My loan does not qualify. Do I have any options? 


What those options are depends on what kind of loans you have, and on your financial situation. If you have federal loans and you’ve recently lost work, the first thing to do is apply for an income based repayment plan if you’re not already in one, or recertify your income if you are.

“For those not in default,” Mayotte said, “if their income has been significantly reduced, it’s possible they could qualify for a zero dollar payment.” 

If that doesn’t apply to you, you can call your lender and ask for a forbearance or an economic hardship deferment. Another option, Kantrowitz said, is if you have ineligible FFEL or Perkins loans, “you can convert these into eligible loans by consolidating them.”

There are things to consider before you do that — primarily that consolidating might reset the clock on any loan forgiveness plan you’ve been working toward. But if you think you might want to do it, Kantrowitz recommends looking into it now, because loan consolidations can take some time to process. And for now at least, the pause on student loan payments and interest only lasts until the end of September. 

If you have private student loans, your best option is to call your lender.

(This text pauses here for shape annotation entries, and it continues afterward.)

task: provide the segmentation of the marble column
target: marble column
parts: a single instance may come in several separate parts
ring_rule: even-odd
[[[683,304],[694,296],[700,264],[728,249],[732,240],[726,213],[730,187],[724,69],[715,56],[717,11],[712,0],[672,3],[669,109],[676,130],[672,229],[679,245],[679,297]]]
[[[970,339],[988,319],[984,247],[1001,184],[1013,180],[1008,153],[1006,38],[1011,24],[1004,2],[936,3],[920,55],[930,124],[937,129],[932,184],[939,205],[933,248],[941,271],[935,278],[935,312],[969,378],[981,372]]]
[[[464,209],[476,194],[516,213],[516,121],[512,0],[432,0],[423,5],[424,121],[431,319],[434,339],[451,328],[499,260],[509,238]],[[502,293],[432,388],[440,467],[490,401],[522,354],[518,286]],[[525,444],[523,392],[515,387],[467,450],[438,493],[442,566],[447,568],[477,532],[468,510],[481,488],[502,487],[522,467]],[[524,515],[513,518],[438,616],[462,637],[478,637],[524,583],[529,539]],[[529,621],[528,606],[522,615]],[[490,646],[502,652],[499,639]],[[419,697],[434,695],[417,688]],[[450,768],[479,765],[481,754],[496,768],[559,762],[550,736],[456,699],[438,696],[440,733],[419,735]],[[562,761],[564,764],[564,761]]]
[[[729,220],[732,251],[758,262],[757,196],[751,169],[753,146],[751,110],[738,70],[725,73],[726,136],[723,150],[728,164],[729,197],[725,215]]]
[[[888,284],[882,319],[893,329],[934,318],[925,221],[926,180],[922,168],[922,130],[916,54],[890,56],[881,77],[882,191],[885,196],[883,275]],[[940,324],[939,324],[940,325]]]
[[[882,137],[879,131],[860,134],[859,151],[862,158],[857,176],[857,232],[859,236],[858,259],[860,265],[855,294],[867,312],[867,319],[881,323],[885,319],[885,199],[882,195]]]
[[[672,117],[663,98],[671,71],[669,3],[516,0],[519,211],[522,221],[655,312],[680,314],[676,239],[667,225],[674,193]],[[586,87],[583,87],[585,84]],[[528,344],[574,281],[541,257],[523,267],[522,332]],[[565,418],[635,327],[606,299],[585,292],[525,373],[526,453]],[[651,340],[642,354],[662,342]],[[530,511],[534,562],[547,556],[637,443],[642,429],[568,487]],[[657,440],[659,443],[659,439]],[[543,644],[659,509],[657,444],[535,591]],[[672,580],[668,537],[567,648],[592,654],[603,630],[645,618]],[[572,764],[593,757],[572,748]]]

“I do know that many lenders are trying to be as flexible as possible during this sort of weird time that we’re in,” Mayotte said. “So absolutely make the call rather than just going radio silent and letting the loan negatively affect your credit.”

What if I’m pursuing Public Service Loan Forgiveness? Do I need to keep paying?


If you’re working toward PSLF, these six months will count toward your 120 payments, even if you don’t pay a dime. As long as you’re still working full-time for an eligible employer.

“The great news,” Mayotte said, “is they’re going to treat this period of time like you were actually making payments.”

Given that, there is no incentive for you to make payments right now, according to Kantrowitz. “If you make extra payments, it’s going to reduce the amount of your forgiveness.”

What if I’m in default? 

All collection efforts are on pause until Sept. 30. That includes wage garnishment and tax and Social Security offsets. If you’re currently pursuing a loan rehabilitation program, you do not have to continue making rehabilitation payments. You will still get credit for these next six months as if you had been paying. 

“It’s great,” Mayotte said. “You’re not going to have to wait any longer to rehabilitate your loan just because of these waivers.”

I still have a job and can afford to keep making payments. Should I? 

It depends on your circumstances.

“There’s no one blanket answer,” Mayotte said, who is getting that question a lot lately. 

Both she and Kantrowitz recommend tackling your highest interest debt — maybe that’s a credit card, or a car loan — and building up your savings first. Particularly given that no one knows how long the pandemic, and the ensuing economic fallout, will last. But if you don’t have other debt, and you have a solid emergency fund? Then, Kantrowitz said, “I would throw every dollar you can at that zero percent loan.” Because, for once, you won’t be battling interest, and you’ll just be chipping away at the principal. 

“For those people,” Mayotte said, “I would call that a gift.”

Could there be more relief coming? Is student loan forgiveness on the table?

Given how quickly everything is changing these days, it’s possible that more help for student loan borrowers could be included in future relief packages. At the very least, Mayotte said, “I think there needs to be parity amongst at least all the federal loan programs.” There are advocates and lawmakers pushing for that — for all FFEL and Perkins loans to be treated the same as direct loans. There is also a push for some kind of broad relief for those with private loans, too. 

As far as actual loan forgiveness, though? 

“I don’t think we’re in a political place for that to happen,” Mayotte said. “My opinion is that I think it’s way more likely that Congress would use those dollars towards health care and unemployment and small business and getting the economy back up.”